When word spread that Harvard would increase financial aid to both the middle and upper classes, tensions boiled at schools across the country. It was bad enough that Harvard attracted the best and the brightest from every nook and cranny—now they would be inexpensive too. Some guys have all the luck.

To be fair, Duke did beat Harvard in the financial aid race by being the first to announce their plan to pour an extra $13 million into the financial aid program, but their promise was simply not as impressive as the one offered by Harvard. When Duke capped their student loans to prevent debt, Harvard eliminated loans altogether—and replaced them with scholarships.

After Duke announced that parental contributions would no longer be expected from families who made less than $60,000, Harvard (which had already established that policy in 2006), announced that families making between $60,000 and $120,000 would only be required to contribute 0-10 percent of their income. Those making between $120,000 and $180,000 would only have to pay 10 percent of it. 

Shortly thereafter, Stanford jumped on the bandwagon by saying that they too would do more to make their school affordable. According to The Stafford Daily, the school made plans to increase their need-based aid by 15.2 percent. The change would save the average parent $2,000 each year.

The trickle down effect also influenced other schools. Among those with New Year’s resolutions involving financial aid boosts are the University of Pennsylvania, Tufts, Haverford and Swarthmore.

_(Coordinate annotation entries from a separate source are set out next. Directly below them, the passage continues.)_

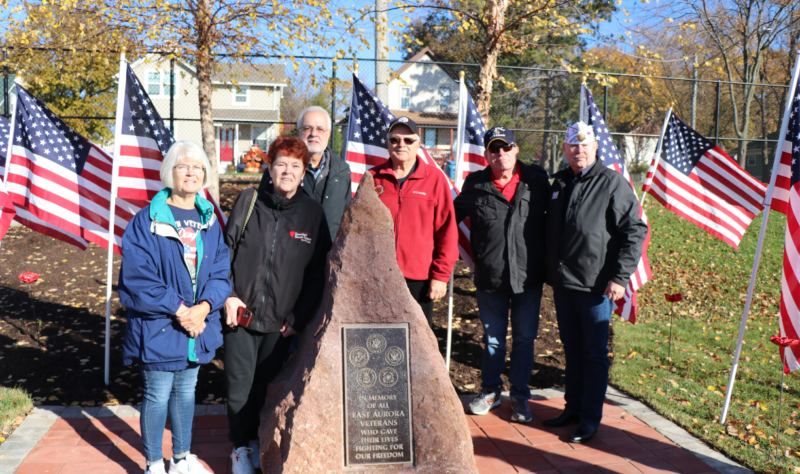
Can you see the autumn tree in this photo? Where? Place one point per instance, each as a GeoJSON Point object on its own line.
{"type": "Point", "coordinates": [73, 83]}
{"type": "Point", "coordinates": [739, 35]}
{"type": "Point", "coordinates": [497, 29]}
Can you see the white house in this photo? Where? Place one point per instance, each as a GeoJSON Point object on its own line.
{"type": "Point", "coordinates": [245, 103]}
{"type": "Point", "coordinates": [427, 92]}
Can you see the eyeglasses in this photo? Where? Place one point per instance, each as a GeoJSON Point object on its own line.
{"type": "Point", "coordinates": [185, 168]}
{"type": "Point", "coordinates": [406, 140]}
{"type": "Point", "coordinates": [497, 148]}
{"type": "Point", "coordinates": [309, 129]}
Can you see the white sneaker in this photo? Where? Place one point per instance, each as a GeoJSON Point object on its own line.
{"type": "Point", "coordinates": [155, 468]}
{"type": "Point", "coordinates": [255, 459]}
{"type": "Point", "coordinates": [241, 461]}
{"type": "Point", "coordinates": [188, 465]}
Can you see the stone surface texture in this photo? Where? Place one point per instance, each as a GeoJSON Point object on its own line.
{"type": "Point", "coordinates": [302, 427]}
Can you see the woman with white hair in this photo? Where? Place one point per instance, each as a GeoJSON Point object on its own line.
{"type": "Point", "coordinates": [174, 281]}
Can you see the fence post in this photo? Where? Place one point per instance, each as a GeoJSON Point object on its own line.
{"type": "Point", "coordinates": [716, 114]}
{"type": "Point", "coordinates": [5, 83]}
{"type": "Point", "coordinates": [172, 96]}
{"type": "Point", "coordinates": [333, 106]}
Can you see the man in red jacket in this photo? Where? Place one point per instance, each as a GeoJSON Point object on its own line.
{"type": "Point", "coordinates": [418, 196]}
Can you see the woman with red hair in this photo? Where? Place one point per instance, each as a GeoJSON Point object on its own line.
{"type": "Point", "coordinates": [278, 242]}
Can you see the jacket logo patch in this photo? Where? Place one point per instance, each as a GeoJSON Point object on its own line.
{"type": "Point", "coordinates": [302, 236]}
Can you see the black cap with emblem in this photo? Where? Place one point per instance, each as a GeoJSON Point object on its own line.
{"type": "Point", "coordinates": [404, 121]}
{"type": "Point", "coordinates": [499, 133]}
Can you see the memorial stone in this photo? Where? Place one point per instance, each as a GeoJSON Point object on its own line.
{"type": "Point", "coordinates": [367, 389]}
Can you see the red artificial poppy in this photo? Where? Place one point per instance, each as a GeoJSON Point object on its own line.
{"type": "Point", "coordinates": [28, 277]}
{"type": "Point", "coordinates": [673, 298]}
{"type": "Point", "coordinates": [784, 341]}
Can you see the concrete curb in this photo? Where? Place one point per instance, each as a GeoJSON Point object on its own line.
{"type": "Point", "coordinates": [22, 441]}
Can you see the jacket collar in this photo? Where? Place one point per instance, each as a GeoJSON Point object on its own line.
{"type": "Point", "coordinates": [160, 211]}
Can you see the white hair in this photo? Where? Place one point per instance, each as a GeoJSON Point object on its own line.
{"type": "Point", "coordinates": [313, 108]}
{"type": "Point", "coordinates": [179, 151]}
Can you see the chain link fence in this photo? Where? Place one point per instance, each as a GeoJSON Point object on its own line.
{"type": "Point", "coordinates": [254, 102]}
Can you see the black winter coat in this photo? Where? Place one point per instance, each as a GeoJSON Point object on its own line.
{"type": "Point", "coordinates": [599, 238]}
{"type": "Point", "coordinates": [278, 266]}
{"type": "Point", "coordinates": [507, 239]}
{"type": "Point", "coordinates": [331, 189]}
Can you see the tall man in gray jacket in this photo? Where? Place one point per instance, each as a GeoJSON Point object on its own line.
{"type": "Point", "coordinates": [327, 178]}
{"type": "Point", "coordinates": [594, 242]}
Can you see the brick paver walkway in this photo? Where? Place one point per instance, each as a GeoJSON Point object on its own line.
{"type": "Point", "coordinates": [84, 442]}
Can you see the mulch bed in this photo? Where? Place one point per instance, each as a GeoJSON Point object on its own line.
{"type": "Point", "coordinates": [52, 336]}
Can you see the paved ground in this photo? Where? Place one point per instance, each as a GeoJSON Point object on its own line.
{"type": "Point", "coordinates": [632, 439]}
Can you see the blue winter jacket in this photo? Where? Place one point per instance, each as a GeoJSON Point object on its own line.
{"type": "Point", "coordinates": [154, 281]}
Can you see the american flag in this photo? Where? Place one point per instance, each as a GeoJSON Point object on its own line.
{"type": "Point", "coordinates": [6, 206]}
{"type": "Point", "coordinates": [790, 193]}
{"type": "Point", "coordinates": [366, 147]}
{"type": "Point", "coordinates": [698, 181]}
{"type": "Point", "coordinates": [608, 153]}
{"type": "Point", "coordinates": [471, 130]}
{"type": "Point", "coordinates": [60, 182]}
{"type": "Point", "coordinates": [142, 144]}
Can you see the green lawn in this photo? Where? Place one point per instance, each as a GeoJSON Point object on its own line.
{"type": "Point", "coordinates": [13, 403]}
{"type": "Point", "coordinates": [713, 278]}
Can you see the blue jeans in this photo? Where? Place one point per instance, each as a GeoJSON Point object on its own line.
{"type": "Point", "coordinates": [493, 309]}
{"type": "Point", "coordinates": [583, 322]}
{"type": "Point", "coordinates": [173, 392]}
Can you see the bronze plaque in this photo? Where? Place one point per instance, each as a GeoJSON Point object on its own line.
{"type": "Point", "coordinates": [377, 395]}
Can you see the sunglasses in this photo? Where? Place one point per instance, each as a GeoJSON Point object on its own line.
{"type": "Point", "coordinates": [497, 148]}
{"type": "Point", "coordinates": [406, 140]}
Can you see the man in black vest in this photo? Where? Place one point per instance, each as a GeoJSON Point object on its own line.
{"type": "Point", "coordinates": [594, 242]}
{"type": "Point", "coordinates": [327, 178]}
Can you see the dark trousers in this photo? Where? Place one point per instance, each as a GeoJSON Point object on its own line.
{"type": "Point", "coordinates": [583, 323]}
{"type": "Point", "coordinates": [419, 290]}
{"type": "Point", "coordinates": [252, 360]}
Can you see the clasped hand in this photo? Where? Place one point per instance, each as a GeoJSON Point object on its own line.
{"type": "Point", "coordinates": [192, 320]}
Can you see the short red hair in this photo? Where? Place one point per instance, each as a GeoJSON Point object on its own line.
{"type": "Point", "coordinates": [289, 146]}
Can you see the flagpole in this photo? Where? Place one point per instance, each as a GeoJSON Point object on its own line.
{"type": "Point", "coordinates": [656, 158]}
{"type": "Point", "coordinates": [757, 259]}
{"type": "Point", "coordinates": [582, 114]}
{"type": "Point", "coordinates": [17, 83]}
{"type": "Point", "coordinates": [122, 84]}
{"type": "Point", "coordinates": [462, 106]}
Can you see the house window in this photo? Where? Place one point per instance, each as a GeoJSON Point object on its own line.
{"type": "Point", "coordinates": [158, 81]}
{"type": "Point", "coordinates": [405, 97]}
{"type": "Point", "coordinates": [154, 83]}
{"type": "Point", "coordinates": [444, 99]}
{"type": "Point", "coordinates": [430, 138]}
{"type": "Point", "coordinates": [241, 95]}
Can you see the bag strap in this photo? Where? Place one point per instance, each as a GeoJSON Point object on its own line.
{"type": "Point", "coordinates": [249, 212]}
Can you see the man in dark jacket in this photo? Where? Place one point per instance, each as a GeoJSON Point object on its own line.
{"type": "Point", "coordinates": [327, 178]}
{"type": "Point", "coordinates": [506, 204]}
{"type": "Point", "coordinates": [278, 242]}
{"type": "Point", "coordinates": [594, 242]}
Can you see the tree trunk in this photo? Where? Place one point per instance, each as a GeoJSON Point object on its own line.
{"type": "Point", "coordinates": [204, 68]}
{"type": "Point", "coordinates": [495, 18]}
{"type": "Point", "coordinates": [205, 65]}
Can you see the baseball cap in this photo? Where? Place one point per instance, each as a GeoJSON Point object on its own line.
{"type": "Point", "coordinates": [404, 121]}
{"type": "Point", "coordinates": [499, 133]}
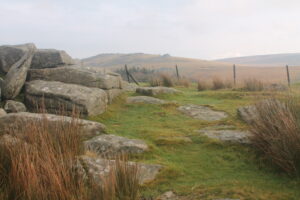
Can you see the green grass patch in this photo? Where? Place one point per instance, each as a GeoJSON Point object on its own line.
{"type": "Point", "coordinates": [201, 168]}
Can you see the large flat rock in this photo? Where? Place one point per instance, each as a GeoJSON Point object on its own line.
{"type": "Point", "coordinates": [19, 120]}
{"type": "Point", "coordinates": [85, 76]}
{"type": "Point", "coordinates": [112, 145]}
{"type": "Point", "coordinates": [57, 95]}
{"type": "Point", "coordinates": [48, 58]}
{"type": "Point", "coordinates": [154, 91]}
{"type": "Point", "coordinates": [100, 168]}
{"type": "Point", "coordinates": [10, 54]}
{"type": "Point", "coordinates": [145, 100]}
{"type": "Point", "coordinates": [202, 112]}
{"type": "Point", "coordinates": [16, 76]}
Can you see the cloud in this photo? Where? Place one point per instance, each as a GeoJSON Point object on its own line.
{"type": "Point", "coordinates": [191, 28]}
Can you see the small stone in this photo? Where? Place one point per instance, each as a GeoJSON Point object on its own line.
{"type": "Point", "coordinates": [14, 106]}
{"type": "Point", "coordinates": [202, 112]}
{"type": "Point", "coordinates": [154, 91]}
{"type": "Point", "coordinates": [145, 100]}
{"type": "Point", "coordinates": [112, 145]}
{"type": "Point", "coordinates": [234, 136]}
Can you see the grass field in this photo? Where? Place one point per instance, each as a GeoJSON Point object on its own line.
{"type": "Point", "coordinates": [202, 168]}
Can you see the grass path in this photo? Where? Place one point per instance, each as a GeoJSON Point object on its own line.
{"type": "Point", "coordinates": [202, 168]}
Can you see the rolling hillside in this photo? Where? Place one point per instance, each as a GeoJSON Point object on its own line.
{"type": "Point", "coordinates": [201, 69]}
{"type": "Point", "coordinates": [266, 60]}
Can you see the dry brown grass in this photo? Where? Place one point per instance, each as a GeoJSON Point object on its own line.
{"type": "Point", "coordinates": [167, 80]}
{"type": "Point", "coordinates": [202, 85]}
{"type": "Point", "coordinates": [38, 165]}
{"type": "Point", "coordinates": [276, 133]}
{"type": "Point", "coordinates": [218, 83]}
{"type": "Point", "coordinates": [253, 85]}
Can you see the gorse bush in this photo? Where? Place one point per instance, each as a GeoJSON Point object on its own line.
{"type": "Point", "coordinates": [276, 133]}
{"type": "Point", "coordinates": [253, 85]}
{"type": "Point", "coordinates": [167, 80]}
{"type": "Point", "coordinates": [202, 85]}
{"type": "Point", "coordinates": [36, 164]}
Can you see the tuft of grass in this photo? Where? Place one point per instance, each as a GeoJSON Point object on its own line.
{"type": "Point", "coordinates": [276, 133]}
{"type": "Point", "coordinates": [218, 84]}
{"type": "Point", "coordinates": [202, 85]}
{"type": "Point", "coordinates": [253, 85]}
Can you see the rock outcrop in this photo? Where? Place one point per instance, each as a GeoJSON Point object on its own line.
{"type": "Point", "coordinates": [145, 100]}
{"type": "Point", "coordinates": [18, 121]}
{"type": "Point", "coordinates": [154, 91]}
{"type": "Point", "coordinates": [14, 106]}
{"type": "Point", "coordinates": [16, 76]}
{"type": "Point", "coordinates": [85, 76]}
{"type": "Point", "coordinates": [57, 96]}
{"type": "Point", "coordinates": [202, 112]}
{"type": "Point", "coordinates": [112, 145]}
{"type": "Point", "coordinates": [99, 168]}
{"type": "Point", "coordinates": [48, 58]}
{"type": "Point", "coordinates": [10, 54]}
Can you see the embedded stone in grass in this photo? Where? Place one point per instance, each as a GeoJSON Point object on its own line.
{"type": "Point", "coordinates": [172, 140]}
{"type": "Point", "coordinates": [112, 145]}
{"type": "Point", "coordinates": [234, 136]}
{"type": "Point", "coordinates": [145, 99]}
{"type": "Point", "coordinates": [99, 168]}
{"type": "Point", "coordinates": [202, 112]}
{"type": "Point", "coordinates": [154, 91]}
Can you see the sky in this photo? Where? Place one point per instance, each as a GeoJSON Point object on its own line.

Of course, not everyone gets to benefit. It’s easy to be a philanthropist when you have large endowments in the bank, which not all schools can boast. Students at colleges and universities with less money or larger student bodies were not as satisfied with their financial aid offices.  According to The Michigan Daily, the University of Michigan at Ann Arbor would not only leave their policies as they are, they would continue—like many other colleges—to raise their prices. So much for that financial aid revolution we've all been waiting for.